Let’s say you’re working on a code-base that’s been around for a number of years. A few generations of engineers have been working on it, and the tables in its database reflect that multitude of eras, approaches, and engineering personalities. As time goes on—new features are added and the service gains users—things start to slow down.

Adding more caching gets some immediate performance wins. But the observability and tracing tools reveal that one segment is unimproved—in fact it keeps on getting worse: transactional performance.

In write-heavy applications, such as e-commerce and financial, the speed of database transactions determine the limits of the service. A read-only e-commerce site can serve vast amounts of traffic, but a surprisingly small number of concurrent customers trying to actually buy something can bring it to a halt. If you’re willing to ferret through 2000s Internet archives you can find lots of engineering posts & talks from certain e-commerce giants talking about this problem.

The solution—for the smaller fish who aren’t giant corporations with many engineers—is simple: drop indices. Remember those generations of previous engineers? They probably added indices for queries that are no longer happening. And if they are still happening you can optimize them to reduce the number of indices they actually need.

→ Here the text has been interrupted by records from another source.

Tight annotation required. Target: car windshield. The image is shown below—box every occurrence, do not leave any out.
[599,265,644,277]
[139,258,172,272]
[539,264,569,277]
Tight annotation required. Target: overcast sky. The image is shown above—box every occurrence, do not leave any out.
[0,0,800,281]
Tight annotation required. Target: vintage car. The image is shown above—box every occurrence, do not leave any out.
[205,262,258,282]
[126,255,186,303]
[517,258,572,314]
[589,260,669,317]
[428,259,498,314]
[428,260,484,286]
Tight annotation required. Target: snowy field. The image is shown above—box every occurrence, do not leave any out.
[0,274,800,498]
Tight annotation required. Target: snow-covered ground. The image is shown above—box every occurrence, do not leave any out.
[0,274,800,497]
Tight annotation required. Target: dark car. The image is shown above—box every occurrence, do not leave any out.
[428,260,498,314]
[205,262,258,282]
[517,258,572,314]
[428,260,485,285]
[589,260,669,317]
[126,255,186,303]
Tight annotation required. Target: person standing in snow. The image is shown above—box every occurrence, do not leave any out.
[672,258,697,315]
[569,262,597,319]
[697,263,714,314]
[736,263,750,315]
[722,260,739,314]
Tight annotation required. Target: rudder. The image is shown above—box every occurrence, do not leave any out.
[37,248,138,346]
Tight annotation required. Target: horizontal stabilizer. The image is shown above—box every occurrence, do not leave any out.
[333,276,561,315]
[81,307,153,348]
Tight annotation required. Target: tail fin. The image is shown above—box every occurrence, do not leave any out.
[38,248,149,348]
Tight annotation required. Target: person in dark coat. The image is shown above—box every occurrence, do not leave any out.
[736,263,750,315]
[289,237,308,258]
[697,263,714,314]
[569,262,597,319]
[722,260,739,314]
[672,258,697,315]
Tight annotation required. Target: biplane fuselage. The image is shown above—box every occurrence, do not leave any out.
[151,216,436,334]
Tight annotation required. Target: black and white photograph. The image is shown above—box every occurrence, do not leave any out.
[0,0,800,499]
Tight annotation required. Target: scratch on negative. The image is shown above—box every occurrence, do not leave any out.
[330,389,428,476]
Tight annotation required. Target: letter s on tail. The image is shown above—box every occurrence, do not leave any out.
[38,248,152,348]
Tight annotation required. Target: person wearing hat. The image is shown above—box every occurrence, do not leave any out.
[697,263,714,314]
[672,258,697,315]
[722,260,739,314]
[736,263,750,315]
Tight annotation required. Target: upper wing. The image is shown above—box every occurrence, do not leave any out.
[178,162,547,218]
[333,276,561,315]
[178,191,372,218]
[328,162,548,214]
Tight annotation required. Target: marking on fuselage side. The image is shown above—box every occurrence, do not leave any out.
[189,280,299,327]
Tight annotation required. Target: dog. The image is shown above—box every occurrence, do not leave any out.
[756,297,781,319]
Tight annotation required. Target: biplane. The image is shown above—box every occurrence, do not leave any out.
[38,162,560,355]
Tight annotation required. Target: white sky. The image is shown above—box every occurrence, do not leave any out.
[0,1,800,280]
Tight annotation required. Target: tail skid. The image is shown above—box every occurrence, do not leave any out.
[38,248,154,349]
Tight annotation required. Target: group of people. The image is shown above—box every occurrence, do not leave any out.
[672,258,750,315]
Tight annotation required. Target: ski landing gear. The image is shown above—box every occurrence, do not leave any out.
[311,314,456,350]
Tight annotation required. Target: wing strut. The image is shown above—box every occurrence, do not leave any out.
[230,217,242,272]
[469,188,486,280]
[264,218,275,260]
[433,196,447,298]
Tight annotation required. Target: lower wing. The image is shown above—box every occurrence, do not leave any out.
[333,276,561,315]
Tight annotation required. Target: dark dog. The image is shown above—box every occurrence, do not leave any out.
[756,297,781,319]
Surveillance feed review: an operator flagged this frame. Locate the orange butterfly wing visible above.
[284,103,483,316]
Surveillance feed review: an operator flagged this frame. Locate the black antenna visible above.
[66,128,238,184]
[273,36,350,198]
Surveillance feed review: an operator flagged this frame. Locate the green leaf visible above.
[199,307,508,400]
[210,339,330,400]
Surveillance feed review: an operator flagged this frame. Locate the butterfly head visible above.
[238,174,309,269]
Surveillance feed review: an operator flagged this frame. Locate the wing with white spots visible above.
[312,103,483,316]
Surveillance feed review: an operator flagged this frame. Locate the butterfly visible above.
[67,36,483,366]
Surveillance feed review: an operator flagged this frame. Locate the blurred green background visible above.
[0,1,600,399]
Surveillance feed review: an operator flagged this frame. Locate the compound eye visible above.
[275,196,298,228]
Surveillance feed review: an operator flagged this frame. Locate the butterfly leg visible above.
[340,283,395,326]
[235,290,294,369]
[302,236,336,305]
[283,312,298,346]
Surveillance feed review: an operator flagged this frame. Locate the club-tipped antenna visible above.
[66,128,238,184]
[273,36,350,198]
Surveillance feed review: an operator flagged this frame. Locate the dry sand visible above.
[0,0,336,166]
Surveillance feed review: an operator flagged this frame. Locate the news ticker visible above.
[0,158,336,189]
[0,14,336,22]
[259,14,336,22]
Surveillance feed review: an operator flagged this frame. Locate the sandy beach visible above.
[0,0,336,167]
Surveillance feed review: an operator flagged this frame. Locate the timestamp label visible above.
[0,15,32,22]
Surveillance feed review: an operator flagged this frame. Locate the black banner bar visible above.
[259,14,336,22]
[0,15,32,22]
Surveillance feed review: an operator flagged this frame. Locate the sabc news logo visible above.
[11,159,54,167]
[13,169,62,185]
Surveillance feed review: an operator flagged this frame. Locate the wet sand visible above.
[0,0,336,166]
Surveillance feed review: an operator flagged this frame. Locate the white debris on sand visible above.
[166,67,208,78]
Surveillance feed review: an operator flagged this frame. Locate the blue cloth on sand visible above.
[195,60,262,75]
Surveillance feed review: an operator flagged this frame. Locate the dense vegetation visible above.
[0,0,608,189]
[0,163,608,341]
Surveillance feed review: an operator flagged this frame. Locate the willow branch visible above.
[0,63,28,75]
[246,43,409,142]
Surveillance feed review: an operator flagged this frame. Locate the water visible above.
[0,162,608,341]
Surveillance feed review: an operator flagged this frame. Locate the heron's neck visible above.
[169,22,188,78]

An index is an additional piece of bookkeeping the database has to do when a record is changed. And although RDBMSes are impressively good at transactional bookkeeping, they are still bound by the limits of reality. On tables which are frequently read and written I’ve observed each additional index causing a linear (or worse!) increase on the latency of writes. Deleting a lot of old indices has resulted in orders-of-magnitude improvements in transactional latency. So if you’re seeing UPDATEs that you’d expect to take 2ms take 20ms, check your indices.